Le mot de l'éditeur sur l'auteur : 

Né en 1947, Erik Orsenna est écrivain et membre de l'Académie française. Après des études de philosophie, de sciences politiques et d'économie, il devient enseignant-chercheur, puis docteur d'Etat en finance internationale et en économie du développement à l'Université de Paris I et à l'École normale supérieure. En 1981, il travaille au ministère de la Coopération, aux côtés de Jean-Pierre Cot. Conseiller culturel à l'Élysée de 1983 à 1984, il seconde Roland Dumas sur les questions africaines au ministère des Affaires étrangères au début des années 1990. Parallèlement maître des requêtes au Conseil d'État en décembre 1985, il est nommé conseiller d'État en 2000. Erik Orsenna fait partie du Haut Conseil de la Francophonie. Auteur de nombreux ouvrages, essais et romans, il reçoit le Prix Goncourt en 1988 (L'Exposition coloniale, Seuil). Inclassable explorateur et conteur invétéré, il a raconté la mondialisation à travers le coton, l'eau, le papier, le moustique, les villes et les cochons, Il est ambassadeur de l'Institut Pasteur. Auteur de nombreux succès, dont, récemment, Beaumarchais, un aventurier de la liberté  (Stock, 2019) et Cochons, voyage aux pays du Vivant, 2020.

 

 

Avis :

Il n’y a que l’Antarctique et l’Islande qui leur échappent encore. Partout ailleurs, ils sont des nuées, éphémères mais sans cesse renouvelées – sept générations en un an – et donc dotées d’une capacité d’adaptation qui les rend quasi invincibles. Et ils tuent. Dengue, chikungunya, zika, fièvre jaune, paludisme... : responsables de plus de 800 000 décès humains par an, les moustiques sont notre premier ennemi sur cette planète. Pourtant, les éradiquer pourrait avoir des conséquences plus terribles encore...

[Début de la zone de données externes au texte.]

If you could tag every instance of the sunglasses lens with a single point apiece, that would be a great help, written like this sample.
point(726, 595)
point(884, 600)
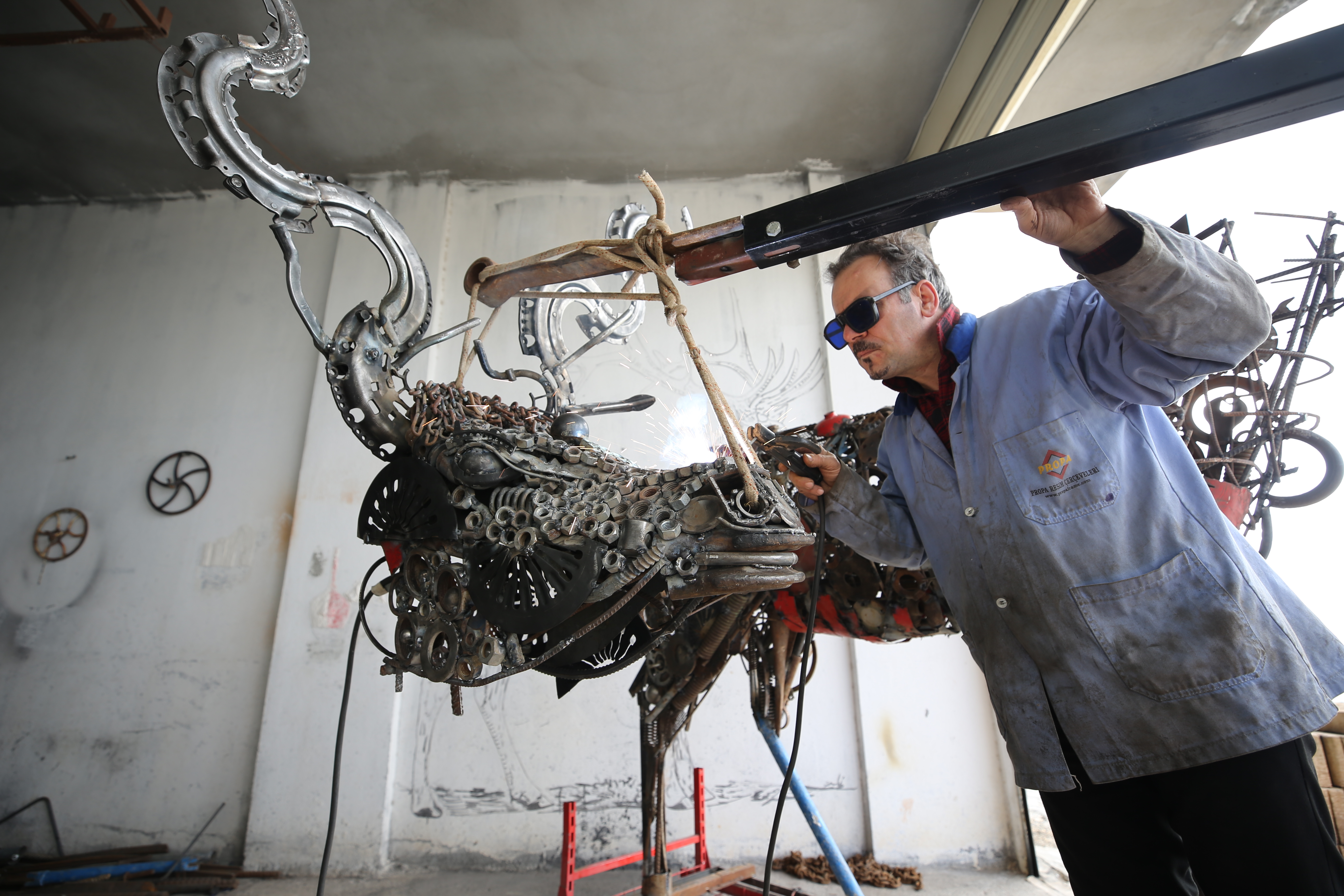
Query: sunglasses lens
point(862, 315)
point(835, 334)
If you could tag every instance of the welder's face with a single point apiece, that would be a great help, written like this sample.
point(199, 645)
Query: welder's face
point(894, 346)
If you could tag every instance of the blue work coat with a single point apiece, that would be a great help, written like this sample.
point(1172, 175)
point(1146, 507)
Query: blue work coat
point(1076, 539)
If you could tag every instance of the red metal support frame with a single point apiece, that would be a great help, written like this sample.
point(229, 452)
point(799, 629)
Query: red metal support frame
point(568, 847)
point(569, 874)
point(702, 847)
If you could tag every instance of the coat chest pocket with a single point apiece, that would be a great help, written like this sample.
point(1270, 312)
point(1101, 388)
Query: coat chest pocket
point(1057, 472)
point(1173, 633)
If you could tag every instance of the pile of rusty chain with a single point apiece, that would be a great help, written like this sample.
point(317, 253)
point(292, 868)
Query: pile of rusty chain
point(866, 871)
point(436, 408)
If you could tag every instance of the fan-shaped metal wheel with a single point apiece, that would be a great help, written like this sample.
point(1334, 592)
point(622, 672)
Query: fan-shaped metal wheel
point(533, 590)
point(408, 502)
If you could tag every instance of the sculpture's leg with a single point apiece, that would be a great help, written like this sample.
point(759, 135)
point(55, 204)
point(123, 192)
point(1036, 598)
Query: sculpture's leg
point(652, 757)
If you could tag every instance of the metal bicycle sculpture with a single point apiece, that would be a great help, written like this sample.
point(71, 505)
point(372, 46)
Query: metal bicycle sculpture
point(1238, 424)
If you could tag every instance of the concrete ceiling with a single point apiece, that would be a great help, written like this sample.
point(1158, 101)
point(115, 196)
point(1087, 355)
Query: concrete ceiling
point(599, 89)
point(509, 89)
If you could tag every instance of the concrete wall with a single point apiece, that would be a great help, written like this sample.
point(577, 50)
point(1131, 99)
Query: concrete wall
point(230, 679)
point(134, 671)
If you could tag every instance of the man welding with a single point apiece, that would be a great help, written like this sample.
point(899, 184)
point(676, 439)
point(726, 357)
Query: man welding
point(1152, 676)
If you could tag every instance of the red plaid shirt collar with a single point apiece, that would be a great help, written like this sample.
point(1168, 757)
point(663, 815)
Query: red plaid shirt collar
point(936, 405)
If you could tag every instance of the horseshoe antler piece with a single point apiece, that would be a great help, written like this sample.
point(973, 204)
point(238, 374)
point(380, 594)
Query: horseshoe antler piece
point(374, 340)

Après ses trois autres « précis de mondialisation » sur le coton, l’eau et le papier, Erik Orsenna, alors ambassadeur de l’Institut Pasteur – il occupe le siège du scientifique à l’Académie française –, s’intéresse en 2017 à la « géopolitique du moustique ». Pour tout comprendre de ces petits mais costauds envahisseurs, il s’est rendu dans les pays où ils sévissent le plus, a rencontré d’éminents spécialistes de l’Institut Pasteur, à Paris, Dakar, Cayenne et Phnom Penh, et, avec une précision teintée d’humour, mêle ses réflexions, elles aussi souvent piquantes, à cet ouvrage de vulgarisation scientifique co-écrit avec sa compagne, l’angiologue Isabelle de Saint Aubin.

Le texte est intéressant, voire souvent fascinant, et a de quoi faire frémir. Car le constat est sans appel. Ce ne sont pas seulement le moustique et ses multiples espèces qui, toujours plus résistants, apprennent à conjurer toutes nos tentatives pour les vaincre. Les parasites, virus et bactéries, dont ils sont aujourd’hui les vecteurs les plus efficaces – loin devant les tiques, chauves-souris et autres hôtes déjà bien inquiétants dans ce livre – et que nous n’avons pas encore tous rencontrés – la covid-19 n’a surgi au grand jour qu’après la rédaction de cet ouvrage –, sont eux aussi tellement intelligents et opportunistes dans leur stratégies de survie qu’ils rendent inutile, et même dangereuse, toute velléité de destruction de leurs porteurs actuels. Sans parler des multiples espèces indispensables que la disparition du moustique condamnerait à périr d’inanition, tous ces organismes tueurs auraient vite fait de trouver une solution de rechange, peut-être plus terrible encore pour nous, pauvres Goliaths pourtant prompts à jouer les apprentis sorciers, autrefois à coups de produits chimiques, aujourd’hui, à l’aide de la génétique.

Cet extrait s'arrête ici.